Monday, June 13, 2011


Late in the 19th century, recognising the need to improve its cultural base, Amsterdam held a competition to build itself a concert hall on a block of wasteland by an old canal outside the city. The winner, a student of the architect who had designed the Rijksmuseum, and who just happened to be on the judging panel, set off to Leipzig where its hall was recognised as the very best. Armed with measurements and ideas, he returned to Amsterdam where practicalities and others intervened, and with a shift here, a widening there, more of this and less of that, the Concetgebouw was eventually finished and opened in 1888.

Foresight, planning, and not the least a goodly dose of serendipity and luck, had given the world the justly famous Concertgebouw sound.

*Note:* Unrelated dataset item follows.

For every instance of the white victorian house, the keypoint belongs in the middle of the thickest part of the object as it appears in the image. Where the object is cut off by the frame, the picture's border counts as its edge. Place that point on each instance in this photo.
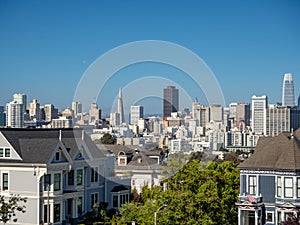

It is astoundingly beautiful. But more on that later.

Today the canal had gone, the marshlands are a not particularly attractive urban park, bordering a stadium, with the Van Gogh Museum nearby and the Rijksmuseum on the edge of the old city. It deference to the design history, the new extension for public space, restaurant and bars, has a prow so the Rijskmuseum can be seen in the distance and the link acknowledged.

The main hall (there is an original small recital hall and a newer jazz room) is creamy white and gold with chandeliers and red upholstery . It seats around 2000. A narrow single pillar supported gallery runs around three sides with choir stalls /seating either side of the organ. It is much closer to a square than rectangular, and the concert platform is very much part of the place rather than at one end of it.

Red carpeted stairs from high up next to the organ are the stage entrance - a precipitous descent for instrument carrying soloists or ladies in big dresses.

We were on a tour during rehearsals for a Messiah. Here we are in the roof, where an effervescent tour guide is demonstrating how good the air recirculation is.

The Concertgebouw website with a virtual tour is here.

1 comment:

Jim Thompson said...

Thanks so much for the informative post. I listened to a YouTube video of a concert staged in the Concertgabouw and was fascinated by both the audio and visual ambiance of the hall.